Cantano le stelle anche di giorno, noi non le sentiamo e non le vediamo, ma il loro canto arriva sino alla superficie del mare e lo increspa.
Al
canto delle stelle risponde quello delle onde e noi non lo sentiamo, ma vediamo
le nuvole che si allontanano come i cerchi nell’acqua dopo che abbiamo gettato
un sasso.
Dopo
le onde è la volta della terra rispondere al cielo, ed è ombroso e scuro il
canto delle pietre e il canto delle profondità sulle quali camminiamo senza poterle
vedere.
Nelle
terra cantano le ombre che chiamano il sole più alto per farsi un po’ più
piccole e uscire insieme ai demoni meridiani che vanno a cercare anime dove
insediarsi, quando la calura è insopportabile e chi è rimasto fuori cerca
rifugio e refrigerio sotto le chiome degli alberi.
Quando
la terra eleva il suo canto fremono le radici degli alberi e la linfa scuote il
tronco e poi i rami e le foglie.
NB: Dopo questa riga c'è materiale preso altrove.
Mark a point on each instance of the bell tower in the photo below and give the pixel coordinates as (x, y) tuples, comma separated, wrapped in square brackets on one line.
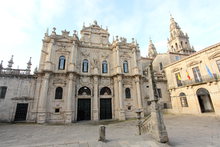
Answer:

Anche gli alberi cantano nella loro lingua a
noi ignota e solo il vento li ascolta e solo il vento li capisce.
Cade
il vento in un polla d’acqua e cade nell’ombra della rosa in fondo al giardino.
E come possono le rose non rispondere al richiamo del vento? È più sottile il
canto della rosa, è chiaro e luminoso e ci porta nel monastero di Heiligenkreuz
all’ora sesta mentre i monaci cistercensi stanno cantando e il tempo fugge da
quelle mura e si rifugia tra i campi, perché non riesce a sostenere la forza
del loro canto. Tutto ha un ordine, le ore del giorno come ogni lavoro e ogni
preghiera. Ora che cantano le antiche pietre del monastero, sono i libri
miniati che rispondono dallo scriptorium.
Lì
c’è una bambina che sta imparando l’antica arte della copia e ha dichiarato che
da grande diventerà un monaco per poter continuare a copiare i libri. Da quei
libri antichi il canto arriva sino a quelli allineati in una libreria di
frassino che rispecchia le età della vita di chi ha letto i libri e li ha
riposti dopo averli letti e sottolineati o comprati e messi da parte per il
tempo futuro che avrà bisogno di nuove parole. E canta quel legno che è stato
albero e l’acero davanti alla finestra risponde, perché è unica la lingua degli
alberi anche se ogni specie ha il suo dialetto segreto, e solo tra simili gli
alberi si capiscono anche solo facendo vibrare le foglie.
Ogni
vibrazione risponde a un richiamo, ogni vibrazione è suono e luce e mentre la
luce ci fa risplendere, il suono ci attraversa, si scompone e rimbalza per poi
ritornare verso le stelle. Perché verso le stelle ritorna ogni canto, perché le
stelle ci chiamano con il nostro vero nome, quello che mai nessuno ha mai pronunciato.
E
fu silenzio intorno alle stelle e giù fino a noi, e fu il silenzio primordiale
dove gli alfabeti ancora giacciono, frammenti di una storia senza autore, di un
canto senza voce, di una nota senza partitura.
Si
addormentano le stelle nel silenzio originario e aspettano che ciascuno di noi
pronunci la sua prima, vera parola.
Oggi
è giovedì 19 agosto del secondo anno senza Carnevale e questa è la Cronaca 529
che canta con me nell’ombra del monastero, canta il mistero e la bellezza di
tutte le cose e di tutte le creature, visibili e invisibili.